I am implementing a small application using mongodb as a backend. In this application I have a data structure where the documents will contain a field that contains an array of subdocuments.
I use the following use case as a basis: http://docs.mongodb.org/manual/use-cases/inventory-management/
As you can see from the example, each document have a field called carted, which is an array of subdocuments.
{
_id: 42,
last_modified: ISODate("2012-03-09T20:55:36Z"),
status: 'active',
items: [
{ sku: '00e8da9b', qty: 1, item_details: {...} },
{ sku: '0ab42f88', qty: 4, item_details: {...} }
]
}
This fits me perfect, except for one problem: I want to count each unique item (with "sku" as the unique identifier key) in the entire collection where each document adds the count by 1 (multiple instances of the same "sku" in the same document will still just count 1).
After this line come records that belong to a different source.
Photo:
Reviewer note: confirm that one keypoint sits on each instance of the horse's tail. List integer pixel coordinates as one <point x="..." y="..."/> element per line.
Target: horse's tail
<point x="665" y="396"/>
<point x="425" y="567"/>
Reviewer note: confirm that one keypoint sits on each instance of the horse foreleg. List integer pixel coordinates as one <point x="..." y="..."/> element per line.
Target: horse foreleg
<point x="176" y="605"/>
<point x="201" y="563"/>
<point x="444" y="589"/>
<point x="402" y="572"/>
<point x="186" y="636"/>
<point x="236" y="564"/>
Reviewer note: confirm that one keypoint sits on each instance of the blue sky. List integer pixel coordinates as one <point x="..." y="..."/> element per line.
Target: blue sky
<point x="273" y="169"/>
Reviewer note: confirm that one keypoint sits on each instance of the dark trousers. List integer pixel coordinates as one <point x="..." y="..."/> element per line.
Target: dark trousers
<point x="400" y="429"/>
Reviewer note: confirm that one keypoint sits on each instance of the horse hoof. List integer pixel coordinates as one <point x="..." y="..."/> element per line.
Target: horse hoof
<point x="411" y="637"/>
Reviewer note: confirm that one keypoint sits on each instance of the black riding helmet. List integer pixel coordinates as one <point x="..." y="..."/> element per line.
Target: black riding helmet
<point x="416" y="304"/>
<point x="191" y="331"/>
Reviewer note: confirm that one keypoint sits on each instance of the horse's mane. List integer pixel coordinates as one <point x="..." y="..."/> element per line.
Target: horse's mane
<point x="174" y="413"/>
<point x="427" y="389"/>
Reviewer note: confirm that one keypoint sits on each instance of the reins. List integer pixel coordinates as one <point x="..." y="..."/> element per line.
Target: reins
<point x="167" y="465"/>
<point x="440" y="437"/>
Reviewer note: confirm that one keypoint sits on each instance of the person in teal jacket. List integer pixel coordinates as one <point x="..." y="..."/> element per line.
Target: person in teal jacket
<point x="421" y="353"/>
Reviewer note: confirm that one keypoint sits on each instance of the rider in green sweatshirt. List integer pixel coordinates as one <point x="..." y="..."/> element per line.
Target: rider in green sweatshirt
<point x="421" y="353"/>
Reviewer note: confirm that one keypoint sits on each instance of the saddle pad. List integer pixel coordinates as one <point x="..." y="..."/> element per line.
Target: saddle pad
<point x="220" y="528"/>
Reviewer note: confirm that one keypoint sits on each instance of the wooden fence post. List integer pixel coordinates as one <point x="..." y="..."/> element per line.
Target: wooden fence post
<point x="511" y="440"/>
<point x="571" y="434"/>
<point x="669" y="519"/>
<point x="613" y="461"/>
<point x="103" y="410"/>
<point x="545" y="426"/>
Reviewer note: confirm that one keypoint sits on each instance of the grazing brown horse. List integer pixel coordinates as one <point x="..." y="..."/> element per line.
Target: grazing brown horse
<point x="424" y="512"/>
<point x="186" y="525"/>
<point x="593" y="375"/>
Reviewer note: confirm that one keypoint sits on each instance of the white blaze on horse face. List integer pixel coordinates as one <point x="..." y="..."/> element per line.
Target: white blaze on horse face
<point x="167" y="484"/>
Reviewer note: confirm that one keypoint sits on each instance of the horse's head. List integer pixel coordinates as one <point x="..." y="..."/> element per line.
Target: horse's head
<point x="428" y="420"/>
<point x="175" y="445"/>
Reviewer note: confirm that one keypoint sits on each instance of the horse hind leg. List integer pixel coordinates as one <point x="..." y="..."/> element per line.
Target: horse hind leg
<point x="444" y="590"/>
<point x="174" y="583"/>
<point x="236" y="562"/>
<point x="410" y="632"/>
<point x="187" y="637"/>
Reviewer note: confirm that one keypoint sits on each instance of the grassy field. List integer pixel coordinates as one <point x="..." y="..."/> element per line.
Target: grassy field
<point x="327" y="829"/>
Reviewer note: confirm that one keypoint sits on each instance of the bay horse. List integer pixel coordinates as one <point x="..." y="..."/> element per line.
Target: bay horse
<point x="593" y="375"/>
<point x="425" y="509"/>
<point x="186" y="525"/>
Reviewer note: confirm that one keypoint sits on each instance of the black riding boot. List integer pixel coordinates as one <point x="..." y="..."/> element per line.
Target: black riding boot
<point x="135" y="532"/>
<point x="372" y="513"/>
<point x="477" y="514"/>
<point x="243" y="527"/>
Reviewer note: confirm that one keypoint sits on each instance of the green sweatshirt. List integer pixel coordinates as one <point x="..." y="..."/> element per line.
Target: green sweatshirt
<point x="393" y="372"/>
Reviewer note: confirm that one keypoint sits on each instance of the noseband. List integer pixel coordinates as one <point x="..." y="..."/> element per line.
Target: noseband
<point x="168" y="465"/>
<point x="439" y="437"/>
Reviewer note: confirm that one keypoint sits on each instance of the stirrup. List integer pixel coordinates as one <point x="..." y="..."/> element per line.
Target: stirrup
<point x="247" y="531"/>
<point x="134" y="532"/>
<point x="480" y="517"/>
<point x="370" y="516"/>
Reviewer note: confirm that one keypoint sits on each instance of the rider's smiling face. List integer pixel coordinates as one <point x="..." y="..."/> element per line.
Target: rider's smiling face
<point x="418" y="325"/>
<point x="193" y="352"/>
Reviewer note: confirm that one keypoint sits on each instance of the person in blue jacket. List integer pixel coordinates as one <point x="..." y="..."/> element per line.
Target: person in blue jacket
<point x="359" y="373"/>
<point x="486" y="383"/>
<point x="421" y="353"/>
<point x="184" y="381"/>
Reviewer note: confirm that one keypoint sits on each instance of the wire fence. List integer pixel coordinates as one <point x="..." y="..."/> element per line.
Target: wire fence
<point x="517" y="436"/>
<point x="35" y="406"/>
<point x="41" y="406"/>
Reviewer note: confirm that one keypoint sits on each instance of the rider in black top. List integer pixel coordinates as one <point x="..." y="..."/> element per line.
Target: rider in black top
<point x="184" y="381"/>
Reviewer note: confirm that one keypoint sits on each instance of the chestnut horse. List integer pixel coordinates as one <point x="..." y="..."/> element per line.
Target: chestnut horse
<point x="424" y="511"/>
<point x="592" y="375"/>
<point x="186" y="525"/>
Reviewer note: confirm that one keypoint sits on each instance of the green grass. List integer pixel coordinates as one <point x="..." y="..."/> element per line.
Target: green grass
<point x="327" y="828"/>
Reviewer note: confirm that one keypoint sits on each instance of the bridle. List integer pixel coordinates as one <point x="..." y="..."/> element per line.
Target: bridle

E.g. I would like this result:
{ sku: '00e8da9b', doc_count: 1 }, { sku: '0ab42f88', doc_count: 9 }
After reading up on MongoDB, I am quite confused about how to do this (fast) when you have a complex schema as described above. If I have understood the otherwise excellent documentation correct, such operation may perhaps be achieved using either the aggregation framework or the map/reduce framework, but this is where I need some input:
- Which framework would be better suited to achieve the result I am looking for, given the complexity of the structure?
- What kind of indexes would be preferred in order to gain the best possible performance out of the chosen framework?